Dalam kereta saya melanjutkan tidur yang masih kurang, saat bangun di daerah sebelum Subang mata dimanjakan oleh pemandangan hijau padi yang baru ditanam dan gunung di kejauhan. Aliran air empang yang berwarna coklat dan geliat petani mencangkul sawah mengingatkan saya pada kehidupan di kampung.


Dalam kereta saya duduk di samping Ibu dan anaknya yang baru pulang dari Jakarta untuk menghadiri nikahan saudaranya. Ketika saya tanyakan bagaimana pendapat mereka selama liburan di Jakarta, mereka mengeluhkan macet dan banjir dekat tempat tinggal mereka di kawasan Mangga Dua. Dua hal yang telah saya alami selama dua tahun tinggal di Jakarta. Setelah mereka turun di Cirebon di samping saya duduk rombongan anak-anak SMA kelas 3 yang ingin berlibur ke Semarang. Ketika saya tanya “Mau menginap di mana?”, mereka menjawab “di mana saja dan kemungkinan besar di Masjid”. Jawaban mereka membuat saya tergelitik, karena suatu hari saya mungkin akan menjawab hal yang sama ketika ditanya orang lain saat perjalanan nanti.

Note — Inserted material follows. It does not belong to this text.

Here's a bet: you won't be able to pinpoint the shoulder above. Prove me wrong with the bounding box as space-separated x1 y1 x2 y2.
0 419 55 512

Bercerita dengan anak-anak SMA tadi menggiring pikiran saya pada waktu yang akan datang. Apa yang akan saya lakukan nanti selama perjalanan, tidur di mana, bekerja apa dan berapa lama melakukan perjalanan. Pertanyaan-pertanyaan itu sampai saat ini hanya bisa saya jawab sampai di kota pertama, yaitu Malang. Di sana nantinya saya akan menginap di kontrakan teman kuliah waktu di Padang dulu, akan berjualan pakaian anak-anak dan kerudung, dan rencananya akan tinggal sekitar satu-dua minggu. Begitulah rencana saya untuk kota pertama dalam perjalanan ini.

Semarang tidak saya sebut sebagai kota yang termasuk dalam rute perjalanan, sebab Semarang sudah seperti rumah kedua. Di sini saya akan bertemu adik dan teman-teman dekat. Menginap di tempat-tempat yang sebelumnya sudah sering ditempati dan makan di tempat makan yang dulu sering dikunjungi. Tembalang, lingkungan selama kurang lebih dua tahun ditempati telah berubah. Tembalang semakin padat dan bersolek dengan bangunan baru, jalan-jalan semakin diperluas dan padat oleh kendaraan, serta tempat-tempat yang berganti fungsi dari sebelumnya. Saya mengandaikan seperti itulah diri saya sekarang. Saya perlu bersolek dengan pengalaman-pengalaman baru, pikiran harus dibuka untuk menerima kenyataan-kenyataan yang semakin bertambah, dan beberapa pandangan dan sikap perlu diperbaharui dan diganti untuk terus bertahan. Semuanya akan dimulai melalui perjalanan ini. Keliling Indonesia.